Skyward.
I was looking for a way into my next blog theme. I’m interested in the natural world and how the digital world impinges on that. All I needed to do was look up into the sky.
Living so close to Schiphol means aircraft are regularly overhead – if I had still been living in Amstelveen I would have described it as a metallic flying wall of noise punctuated by brief pauzes of relative quiet. What is interesting about the digital experience, and how this shows up in our daily lives, is that I can physically see an aircraft and then see its position reflected in (almost) real-time on a screen. Websites like Casper Flights with ‘Live Aircraft Tracking’ capture the signals transmitted by an aircraft’s transponder and from this the aircraft’s path can be plotted. Further details like flight number, altitude, speed, airport destination and Airline livery can be labeled. So I see a bird or drone’s eye view of most of the aircraft circling Schiphol with just a 40 second time delay (the delay is to allow for a smoother visualization – an algorithm is used to predict where the aircraft is going and any gaps in the signal being measured can be better accommodated). And I also have an wide choice of watching the skies elsewhere in Europe.
The correspondence between real life and digital is surprisingly accurate.
For example, a few weeks’ back, at home, the noise from an aircraft attracted our family’s attention to its random flight path. Pulling up the Casper flights website for the Schiphol surroundings, it became clear that the aircraft had missed its landing, and was going around for a second try. On screen, we could watch it doing a wide, clockwise circle around Schiphol as far west as the Amsterdamse Waterleidingduinen up North to Zaandam and back over Amsterdam to come around for a second attempt. It was nail-biting stuff. The height and speed that we could read off from the screen as it came into land, and comparing it to a flight just ahead of it, it appeared very likely that the pilot would miss a second attempt at landing. We watched the screen as the height in metres dropped rapidly, too rapidly it seemed, until finally the aircraft – like a chalk outline at a crime scene – disappeared from the screen as the little aircraft symbol superimposed itself over a Schiphol landing strip. No smoke nor sounds of explosions. Phew! The real aircraft had made its landing okay, of course.

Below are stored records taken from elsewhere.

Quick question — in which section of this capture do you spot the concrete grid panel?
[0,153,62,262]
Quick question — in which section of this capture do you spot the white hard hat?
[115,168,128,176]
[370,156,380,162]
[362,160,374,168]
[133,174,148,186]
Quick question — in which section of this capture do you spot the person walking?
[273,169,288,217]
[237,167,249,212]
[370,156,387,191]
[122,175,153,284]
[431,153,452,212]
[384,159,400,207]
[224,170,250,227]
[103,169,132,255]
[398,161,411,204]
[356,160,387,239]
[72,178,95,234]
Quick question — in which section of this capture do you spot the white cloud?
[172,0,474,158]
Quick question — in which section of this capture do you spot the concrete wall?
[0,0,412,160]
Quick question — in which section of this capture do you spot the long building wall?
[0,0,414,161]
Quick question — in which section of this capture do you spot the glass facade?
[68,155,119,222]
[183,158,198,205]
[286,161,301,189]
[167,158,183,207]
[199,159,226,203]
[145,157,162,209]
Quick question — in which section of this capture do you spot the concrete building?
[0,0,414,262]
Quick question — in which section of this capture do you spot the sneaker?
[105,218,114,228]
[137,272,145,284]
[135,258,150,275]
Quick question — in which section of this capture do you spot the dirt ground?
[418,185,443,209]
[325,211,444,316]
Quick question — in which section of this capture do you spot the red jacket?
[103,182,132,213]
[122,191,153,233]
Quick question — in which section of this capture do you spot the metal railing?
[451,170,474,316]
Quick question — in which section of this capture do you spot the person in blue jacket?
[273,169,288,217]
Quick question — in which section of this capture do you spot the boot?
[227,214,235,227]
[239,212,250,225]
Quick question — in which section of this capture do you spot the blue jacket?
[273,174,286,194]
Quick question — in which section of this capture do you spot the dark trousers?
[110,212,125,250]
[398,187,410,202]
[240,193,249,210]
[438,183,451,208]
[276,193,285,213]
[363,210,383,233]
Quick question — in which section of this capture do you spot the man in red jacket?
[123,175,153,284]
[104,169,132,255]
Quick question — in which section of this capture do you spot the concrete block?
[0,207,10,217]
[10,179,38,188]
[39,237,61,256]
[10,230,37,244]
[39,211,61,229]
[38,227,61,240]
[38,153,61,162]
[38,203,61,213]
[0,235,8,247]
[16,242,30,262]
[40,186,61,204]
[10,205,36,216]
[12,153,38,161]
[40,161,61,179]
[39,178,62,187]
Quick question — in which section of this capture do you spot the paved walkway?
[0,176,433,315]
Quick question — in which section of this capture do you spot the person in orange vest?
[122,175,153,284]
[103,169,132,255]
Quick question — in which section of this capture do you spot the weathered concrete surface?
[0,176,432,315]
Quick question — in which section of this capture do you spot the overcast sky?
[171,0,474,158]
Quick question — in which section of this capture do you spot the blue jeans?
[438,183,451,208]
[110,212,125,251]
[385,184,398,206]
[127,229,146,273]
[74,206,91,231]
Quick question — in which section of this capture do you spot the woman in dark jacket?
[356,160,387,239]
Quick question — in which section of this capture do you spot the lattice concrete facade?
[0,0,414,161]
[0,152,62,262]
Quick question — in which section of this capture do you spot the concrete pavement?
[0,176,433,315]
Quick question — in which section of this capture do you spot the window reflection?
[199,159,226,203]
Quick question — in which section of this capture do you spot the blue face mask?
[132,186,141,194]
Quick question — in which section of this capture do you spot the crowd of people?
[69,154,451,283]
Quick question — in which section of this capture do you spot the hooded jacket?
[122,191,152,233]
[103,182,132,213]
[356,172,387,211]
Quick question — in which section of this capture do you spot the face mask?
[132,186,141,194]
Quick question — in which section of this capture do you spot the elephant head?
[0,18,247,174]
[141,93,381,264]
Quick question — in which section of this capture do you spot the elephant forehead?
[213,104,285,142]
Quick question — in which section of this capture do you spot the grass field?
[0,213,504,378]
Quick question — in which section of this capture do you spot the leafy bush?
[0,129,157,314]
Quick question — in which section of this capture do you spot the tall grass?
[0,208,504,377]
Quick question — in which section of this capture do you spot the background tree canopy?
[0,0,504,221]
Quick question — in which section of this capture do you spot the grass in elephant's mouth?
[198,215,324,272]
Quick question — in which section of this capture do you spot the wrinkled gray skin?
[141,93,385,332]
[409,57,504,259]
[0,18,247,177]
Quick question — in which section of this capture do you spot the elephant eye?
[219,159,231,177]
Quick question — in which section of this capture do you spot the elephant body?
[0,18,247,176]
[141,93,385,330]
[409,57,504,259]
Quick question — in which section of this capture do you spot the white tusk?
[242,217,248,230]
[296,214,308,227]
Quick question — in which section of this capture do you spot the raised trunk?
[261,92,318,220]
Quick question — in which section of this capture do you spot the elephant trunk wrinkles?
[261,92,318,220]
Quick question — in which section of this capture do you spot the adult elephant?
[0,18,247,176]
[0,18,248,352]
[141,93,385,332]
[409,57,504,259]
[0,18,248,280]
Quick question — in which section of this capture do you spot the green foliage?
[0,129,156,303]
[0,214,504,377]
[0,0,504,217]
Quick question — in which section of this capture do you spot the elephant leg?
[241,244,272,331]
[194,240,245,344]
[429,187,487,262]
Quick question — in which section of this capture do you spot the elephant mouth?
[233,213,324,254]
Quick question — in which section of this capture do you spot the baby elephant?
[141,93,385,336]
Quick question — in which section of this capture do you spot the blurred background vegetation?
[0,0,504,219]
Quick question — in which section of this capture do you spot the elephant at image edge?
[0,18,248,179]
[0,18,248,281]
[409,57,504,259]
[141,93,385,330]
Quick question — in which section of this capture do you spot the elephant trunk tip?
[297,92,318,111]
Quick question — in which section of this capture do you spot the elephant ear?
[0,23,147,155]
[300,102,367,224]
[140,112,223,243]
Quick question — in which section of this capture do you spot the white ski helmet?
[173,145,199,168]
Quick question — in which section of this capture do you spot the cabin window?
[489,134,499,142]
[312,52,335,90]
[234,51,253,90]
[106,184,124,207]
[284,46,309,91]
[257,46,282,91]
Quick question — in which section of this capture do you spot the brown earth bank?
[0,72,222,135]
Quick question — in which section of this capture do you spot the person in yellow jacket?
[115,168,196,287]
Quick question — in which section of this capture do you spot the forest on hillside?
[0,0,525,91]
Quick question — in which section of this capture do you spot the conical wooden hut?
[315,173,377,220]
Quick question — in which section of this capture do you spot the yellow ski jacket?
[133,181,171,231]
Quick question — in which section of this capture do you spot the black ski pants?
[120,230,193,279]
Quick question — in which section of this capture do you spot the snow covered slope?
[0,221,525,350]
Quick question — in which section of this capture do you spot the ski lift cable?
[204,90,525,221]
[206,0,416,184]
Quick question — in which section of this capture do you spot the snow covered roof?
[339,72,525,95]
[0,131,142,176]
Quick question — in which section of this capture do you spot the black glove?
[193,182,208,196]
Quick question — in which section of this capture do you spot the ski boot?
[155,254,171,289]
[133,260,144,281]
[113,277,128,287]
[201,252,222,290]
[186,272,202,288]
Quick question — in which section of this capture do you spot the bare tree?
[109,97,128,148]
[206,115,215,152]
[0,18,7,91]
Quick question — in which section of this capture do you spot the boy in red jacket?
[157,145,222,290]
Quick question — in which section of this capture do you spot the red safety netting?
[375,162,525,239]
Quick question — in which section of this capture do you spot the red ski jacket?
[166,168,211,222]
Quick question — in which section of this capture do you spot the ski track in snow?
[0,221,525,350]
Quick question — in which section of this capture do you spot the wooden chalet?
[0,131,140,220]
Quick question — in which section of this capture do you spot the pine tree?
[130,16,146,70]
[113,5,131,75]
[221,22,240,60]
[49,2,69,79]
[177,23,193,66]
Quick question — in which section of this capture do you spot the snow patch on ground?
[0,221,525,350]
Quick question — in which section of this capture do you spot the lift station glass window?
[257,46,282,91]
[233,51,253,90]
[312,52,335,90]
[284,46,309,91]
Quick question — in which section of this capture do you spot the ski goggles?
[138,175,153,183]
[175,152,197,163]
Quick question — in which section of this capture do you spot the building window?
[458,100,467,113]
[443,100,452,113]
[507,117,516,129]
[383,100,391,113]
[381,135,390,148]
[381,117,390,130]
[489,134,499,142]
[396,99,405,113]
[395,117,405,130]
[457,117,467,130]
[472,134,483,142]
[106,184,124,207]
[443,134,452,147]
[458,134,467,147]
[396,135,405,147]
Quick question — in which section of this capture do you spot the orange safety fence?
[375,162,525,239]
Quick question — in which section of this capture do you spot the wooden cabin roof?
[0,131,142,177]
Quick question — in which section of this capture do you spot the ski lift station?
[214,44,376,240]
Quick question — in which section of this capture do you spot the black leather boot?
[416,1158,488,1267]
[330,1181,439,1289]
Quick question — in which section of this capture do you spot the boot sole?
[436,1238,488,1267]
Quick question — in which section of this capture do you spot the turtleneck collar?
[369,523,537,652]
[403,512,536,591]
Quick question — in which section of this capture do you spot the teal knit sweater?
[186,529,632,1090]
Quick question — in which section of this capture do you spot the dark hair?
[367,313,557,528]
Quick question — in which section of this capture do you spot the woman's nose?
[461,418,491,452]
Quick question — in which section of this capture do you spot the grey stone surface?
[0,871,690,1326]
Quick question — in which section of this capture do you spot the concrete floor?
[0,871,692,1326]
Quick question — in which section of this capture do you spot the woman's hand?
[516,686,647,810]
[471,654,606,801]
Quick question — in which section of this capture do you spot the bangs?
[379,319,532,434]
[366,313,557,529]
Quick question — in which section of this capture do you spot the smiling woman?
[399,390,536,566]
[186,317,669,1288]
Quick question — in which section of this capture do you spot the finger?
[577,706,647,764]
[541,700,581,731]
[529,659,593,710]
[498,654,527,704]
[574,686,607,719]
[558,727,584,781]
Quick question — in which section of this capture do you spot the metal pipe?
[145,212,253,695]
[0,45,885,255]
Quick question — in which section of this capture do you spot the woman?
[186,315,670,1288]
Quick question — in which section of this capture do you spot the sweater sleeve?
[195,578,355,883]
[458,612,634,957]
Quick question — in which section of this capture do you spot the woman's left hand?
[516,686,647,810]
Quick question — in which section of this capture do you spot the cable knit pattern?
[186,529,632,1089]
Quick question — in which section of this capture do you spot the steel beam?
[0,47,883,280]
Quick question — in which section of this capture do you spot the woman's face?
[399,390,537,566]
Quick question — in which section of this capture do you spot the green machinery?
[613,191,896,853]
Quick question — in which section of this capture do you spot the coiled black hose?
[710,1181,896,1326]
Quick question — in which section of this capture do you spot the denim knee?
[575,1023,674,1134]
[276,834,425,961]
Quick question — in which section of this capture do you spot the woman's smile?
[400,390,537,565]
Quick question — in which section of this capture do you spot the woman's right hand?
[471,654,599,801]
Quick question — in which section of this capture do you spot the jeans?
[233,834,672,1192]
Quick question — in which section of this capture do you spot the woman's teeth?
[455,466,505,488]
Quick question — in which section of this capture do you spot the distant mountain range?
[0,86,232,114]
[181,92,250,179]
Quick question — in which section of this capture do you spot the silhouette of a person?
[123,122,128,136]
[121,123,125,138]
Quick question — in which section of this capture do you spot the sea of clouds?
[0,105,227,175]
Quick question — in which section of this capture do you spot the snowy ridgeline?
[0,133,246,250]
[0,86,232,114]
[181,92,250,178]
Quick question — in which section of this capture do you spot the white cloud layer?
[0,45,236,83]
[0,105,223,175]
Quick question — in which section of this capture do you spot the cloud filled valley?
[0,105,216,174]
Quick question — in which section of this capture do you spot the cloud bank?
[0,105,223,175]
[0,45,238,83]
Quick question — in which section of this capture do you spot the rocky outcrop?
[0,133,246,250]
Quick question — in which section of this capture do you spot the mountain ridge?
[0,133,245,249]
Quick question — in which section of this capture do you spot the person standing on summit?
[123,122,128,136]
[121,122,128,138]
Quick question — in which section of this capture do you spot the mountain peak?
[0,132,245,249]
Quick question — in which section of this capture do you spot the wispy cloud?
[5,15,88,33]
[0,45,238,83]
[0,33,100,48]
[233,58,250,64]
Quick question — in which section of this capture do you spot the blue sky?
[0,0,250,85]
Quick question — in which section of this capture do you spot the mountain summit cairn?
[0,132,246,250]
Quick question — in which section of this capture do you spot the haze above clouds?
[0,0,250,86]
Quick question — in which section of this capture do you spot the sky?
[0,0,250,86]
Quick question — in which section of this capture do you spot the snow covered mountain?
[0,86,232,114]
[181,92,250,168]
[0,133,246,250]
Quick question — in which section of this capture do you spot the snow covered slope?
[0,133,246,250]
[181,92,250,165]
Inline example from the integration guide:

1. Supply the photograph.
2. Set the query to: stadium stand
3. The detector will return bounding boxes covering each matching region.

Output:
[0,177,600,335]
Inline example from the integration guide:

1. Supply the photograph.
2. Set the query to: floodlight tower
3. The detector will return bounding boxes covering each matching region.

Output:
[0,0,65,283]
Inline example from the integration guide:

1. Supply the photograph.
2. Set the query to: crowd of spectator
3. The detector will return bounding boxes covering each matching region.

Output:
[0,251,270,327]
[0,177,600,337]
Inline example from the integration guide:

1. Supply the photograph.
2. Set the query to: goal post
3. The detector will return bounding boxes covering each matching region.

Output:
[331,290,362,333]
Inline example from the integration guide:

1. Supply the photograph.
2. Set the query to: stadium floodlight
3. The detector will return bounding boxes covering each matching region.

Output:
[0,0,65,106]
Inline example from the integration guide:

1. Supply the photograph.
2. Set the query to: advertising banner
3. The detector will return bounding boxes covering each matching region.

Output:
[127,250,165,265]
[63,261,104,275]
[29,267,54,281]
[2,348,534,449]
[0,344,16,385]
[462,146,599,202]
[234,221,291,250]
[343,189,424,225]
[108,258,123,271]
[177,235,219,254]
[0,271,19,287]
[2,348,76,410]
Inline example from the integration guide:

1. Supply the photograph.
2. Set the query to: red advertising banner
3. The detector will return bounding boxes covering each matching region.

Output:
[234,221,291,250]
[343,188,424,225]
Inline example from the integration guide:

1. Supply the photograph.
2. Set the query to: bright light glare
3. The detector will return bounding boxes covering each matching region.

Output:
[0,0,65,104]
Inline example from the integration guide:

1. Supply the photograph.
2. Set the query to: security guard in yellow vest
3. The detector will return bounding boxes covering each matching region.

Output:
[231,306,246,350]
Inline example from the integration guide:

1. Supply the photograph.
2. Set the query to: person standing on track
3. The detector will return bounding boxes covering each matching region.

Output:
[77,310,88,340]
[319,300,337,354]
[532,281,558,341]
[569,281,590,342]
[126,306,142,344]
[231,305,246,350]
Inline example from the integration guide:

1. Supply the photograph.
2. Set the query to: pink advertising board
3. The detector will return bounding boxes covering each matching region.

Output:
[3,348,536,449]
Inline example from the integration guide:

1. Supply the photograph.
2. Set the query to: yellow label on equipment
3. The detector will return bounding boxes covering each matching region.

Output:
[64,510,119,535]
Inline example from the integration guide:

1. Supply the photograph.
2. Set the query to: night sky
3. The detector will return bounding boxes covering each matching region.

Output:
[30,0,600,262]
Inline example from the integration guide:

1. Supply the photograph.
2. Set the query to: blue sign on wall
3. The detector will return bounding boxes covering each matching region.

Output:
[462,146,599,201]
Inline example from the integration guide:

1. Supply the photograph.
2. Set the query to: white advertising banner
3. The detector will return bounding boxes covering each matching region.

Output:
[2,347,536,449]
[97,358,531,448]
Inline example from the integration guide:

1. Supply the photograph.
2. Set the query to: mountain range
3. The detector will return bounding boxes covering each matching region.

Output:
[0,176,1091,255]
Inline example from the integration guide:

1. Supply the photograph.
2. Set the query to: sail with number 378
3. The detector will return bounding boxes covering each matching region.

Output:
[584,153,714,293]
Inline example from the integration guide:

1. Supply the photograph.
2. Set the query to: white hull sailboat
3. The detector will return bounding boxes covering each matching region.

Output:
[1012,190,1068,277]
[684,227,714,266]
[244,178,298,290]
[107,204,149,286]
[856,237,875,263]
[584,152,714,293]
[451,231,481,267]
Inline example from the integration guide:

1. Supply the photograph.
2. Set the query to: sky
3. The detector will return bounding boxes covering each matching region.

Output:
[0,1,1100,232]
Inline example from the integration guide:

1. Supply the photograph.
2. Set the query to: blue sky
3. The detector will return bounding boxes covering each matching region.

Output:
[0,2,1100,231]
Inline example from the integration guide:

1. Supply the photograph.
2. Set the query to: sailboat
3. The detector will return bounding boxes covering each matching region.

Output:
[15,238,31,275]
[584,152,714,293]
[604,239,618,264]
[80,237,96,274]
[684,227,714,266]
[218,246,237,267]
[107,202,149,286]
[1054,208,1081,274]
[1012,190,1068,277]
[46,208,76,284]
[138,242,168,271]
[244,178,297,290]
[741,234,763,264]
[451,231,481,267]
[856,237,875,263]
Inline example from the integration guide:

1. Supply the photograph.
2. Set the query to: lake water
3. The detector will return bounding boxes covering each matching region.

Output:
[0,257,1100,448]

Apart from watching rogue flights you can watch as friends depart from Schiphol or arrive from other European airports. Also neat visualizations can be made from flight data. Casper links to a couple of May 2013 items on the BBC website: In Pictures: Global Flight Paths and BBC magazine Global Flight-Paths Maps: Five Interpretations. And for a more immersive 3D view: Nederland van Boven: Vlieg Verkeer.
In the BBC magazine article, five types of viewpoints are given. The Art Critic (Estelle Lovatt) picks up on the beauty of the image, and how contemporary artists must embrace modern technology to stay relevant. The Environmentalist (Bill Hemmings) focuses on what these bright lines represent – namely raw pollution, and which countries need to step up and take responsibility in reducing emissions. The Aviation Consultant (John Strickland) is aware of the indicators of big business in the aviation hubs of Paris, Frankfurt, Amsterdam and London, or American hubs like Atlanta, Dallas, Houston and Denver, or the long-haul market and the rise of the middle class in China. The Data Visualization Expert (Damien McCloud) sees the aesthetics of a clean and simple concept with an immediate narrative, but warns that this is just a simplified snapshot that misses further nuances that could be visualized, for example, of how many people are travelling on those flights by using coloured lines. And finally the Philosopher (Mark Vernon) who wonders about the meanings of individual and collective existence, and suggests the darkness of the map could represent a collective unconscious crisscrossed by a mad spider’s web that conceals the life-form behind it.
For me the magazine article with its five points of view has caught what it means to think about the digitalization of our lives as an individual human being. That is, aware of its beauty, usefulness, and even necessity, but also questioning how far digitization and technology is damaging our natural environment, what it is to be human, and how we can balance all our interests.
Websites noted:
Casper Flights: Live Aircraft Tracking
BBC News: ‘In pictures: Global Flight Paths (28 May 2013, Michael Markieta, a transportation planner at Arup) https://www.bbc.com/news/in-pictures-22657086
BBC magazine: Global Flight-Paths Maps: Five Interpretations (29 May 2013): https://www.bbc.com/news/magazine-22690684
VPRO: Nederland van Boven, ‘Vlieg verkeer’ (27 Feb 2012): https://www.youtube.com/watch?v=__fhrDQIIJ4
Omg you’re from Amstelveen too? Also, really like the blog! I really like the philosophical questions at the end, right now they are very good questions to ask, especially what it means to be human in this digital age.